Malpractice Insurance Restrictions

Malpractice insurance restrictions are in place in each state across the country. These limits and caps work to manage the cost of carrying malpractice insurance for doctors and hospitals. Limits also discourage the number of false claims of medical malpractice from individuals simply looking to get rich from a settlement or jury award.
  1. Premiums for Doctors

    • Medical malpractice insurance restricts the disciplines doctors may practice medicine in. This is because malpractice premiums vary with the risk associated with the doctor's specialty and experience is not a factor in determining the doctor's specific premium. For example, a surgeon in his first year is considered a risk on the same level with a surgeon working for 25 years, according to the Robert Wood Johnson Foundation. The restrictive cost of premiums may cause a doctor to choose a specialty that is more "affordable" than more high-risk areas of medicine.
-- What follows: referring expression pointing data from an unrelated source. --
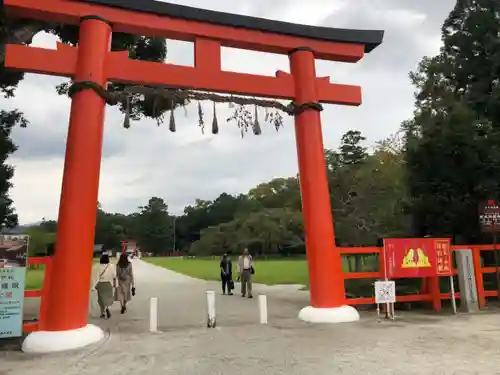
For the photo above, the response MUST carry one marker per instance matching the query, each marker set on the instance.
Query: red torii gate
(65, 324)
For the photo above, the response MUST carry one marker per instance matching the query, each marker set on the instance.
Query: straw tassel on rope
(215, 123)
(256, 125)
(172, 120)
(126, 120)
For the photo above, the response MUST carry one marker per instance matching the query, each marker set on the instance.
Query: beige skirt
(123, 292)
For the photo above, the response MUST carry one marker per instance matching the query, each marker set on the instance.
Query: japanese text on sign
(13, 258)
(417, 257)
(489, 216)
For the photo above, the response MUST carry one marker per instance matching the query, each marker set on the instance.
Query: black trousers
(226, 279)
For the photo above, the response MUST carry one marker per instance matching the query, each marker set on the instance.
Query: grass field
(34, 278)
(270, 272)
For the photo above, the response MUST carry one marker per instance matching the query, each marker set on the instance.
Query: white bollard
(153, 315)
(211, 322)
(263, 308)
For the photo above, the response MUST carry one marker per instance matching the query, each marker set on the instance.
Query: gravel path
(413, 344)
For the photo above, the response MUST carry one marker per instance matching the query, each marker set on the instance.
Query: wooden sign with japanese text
(417, 257)
(489, 216)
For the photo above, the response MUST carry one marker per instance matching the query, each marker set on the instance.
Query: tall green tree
(22, 31)
(351, 149)
(8, 119)
(453, 141)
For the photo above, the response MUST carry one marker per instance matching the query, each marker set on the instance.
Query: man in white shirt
(246, 270)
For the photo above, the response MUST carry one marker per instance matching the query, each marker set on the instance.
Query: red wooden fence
(430, 291)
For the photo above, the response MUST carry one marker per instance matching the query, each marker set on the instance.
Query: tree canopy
(427, 179)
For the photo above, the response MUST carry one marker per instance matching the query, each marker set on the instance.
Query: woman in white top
(105, 285)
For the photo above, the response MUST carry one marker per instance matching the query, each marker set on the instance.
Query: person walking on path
(246, 270)
(105, 283)
(226, 275)
(126, 285)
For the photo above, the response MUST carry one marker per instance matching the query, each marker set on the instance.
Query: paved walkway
(414, 344)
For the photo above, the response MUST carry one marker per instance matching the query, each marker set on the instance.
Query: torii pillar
(64, 324)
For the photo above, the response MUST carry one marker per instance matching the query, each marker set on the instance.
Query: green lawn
(270, 272)
(34, 278)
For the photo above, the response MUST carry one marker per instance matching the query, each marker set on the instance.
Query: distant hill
(21, 228)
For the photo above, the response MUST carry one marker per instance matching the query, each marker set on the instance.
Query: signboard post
(489, 220)
(385, 293)
(13, 260)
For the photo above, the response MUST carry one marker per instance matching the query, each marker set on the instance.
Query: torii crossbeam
(65, 322)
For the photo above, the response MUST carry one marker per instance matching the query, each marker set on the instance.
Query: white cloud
(148, 160)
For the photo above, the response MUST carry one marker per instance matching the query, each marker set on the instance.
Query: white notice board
(385, 292)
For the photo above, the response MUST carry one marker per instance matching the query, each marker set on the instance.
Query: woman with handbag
(226, 275)
(105, 282)
(126, 286)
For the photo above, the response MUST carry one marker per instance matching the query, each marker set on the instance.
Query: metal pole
(453, 300)
(173, 245)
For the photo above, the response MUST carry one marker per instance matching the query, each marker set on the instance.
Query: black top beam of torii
(370, 38)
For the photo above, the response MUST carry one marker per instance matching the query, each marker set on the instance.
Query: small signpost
(13, 260)
(385, 293)
(489, 220)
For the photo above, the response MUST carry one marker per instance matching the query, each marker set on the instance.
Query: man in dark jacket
(226, 274)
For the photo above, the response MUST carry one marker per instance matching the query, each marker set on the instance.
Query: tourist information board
(13, 261)
(417, 257)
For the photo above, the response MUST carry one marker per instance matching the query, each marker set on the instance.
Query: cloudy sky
(147, 160)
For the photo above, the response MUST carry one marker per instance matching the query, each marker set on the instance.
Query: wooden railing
(30, 326)
(430, 291)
    Restrictions on Tort Damages

    • While no restrictions on tort damages exist at the federal level, each state has enacted legislation that limits how much money a person may be awarded in any one medical malpractice suit. The limit for most states falls in a $250,000-$500,000 range per doctor and up to $1 million in damages per hospital. Some states, like Indiana, hold all licensed medical practitioners immune from civil liability, meaning patients are prevented from suing them in civil court for damages incurred because of a medical procedure.

    Rate Increase Limitations

    • State legislation also restricts how insurance companies adjust malpractice premiums. States like Connecticut require insurance companies to submit an application for a rate increase with the state insurance commissioner if the rate increase is over five percent. This allows states to manage medical malpractice premiums and help keep doctors in the state.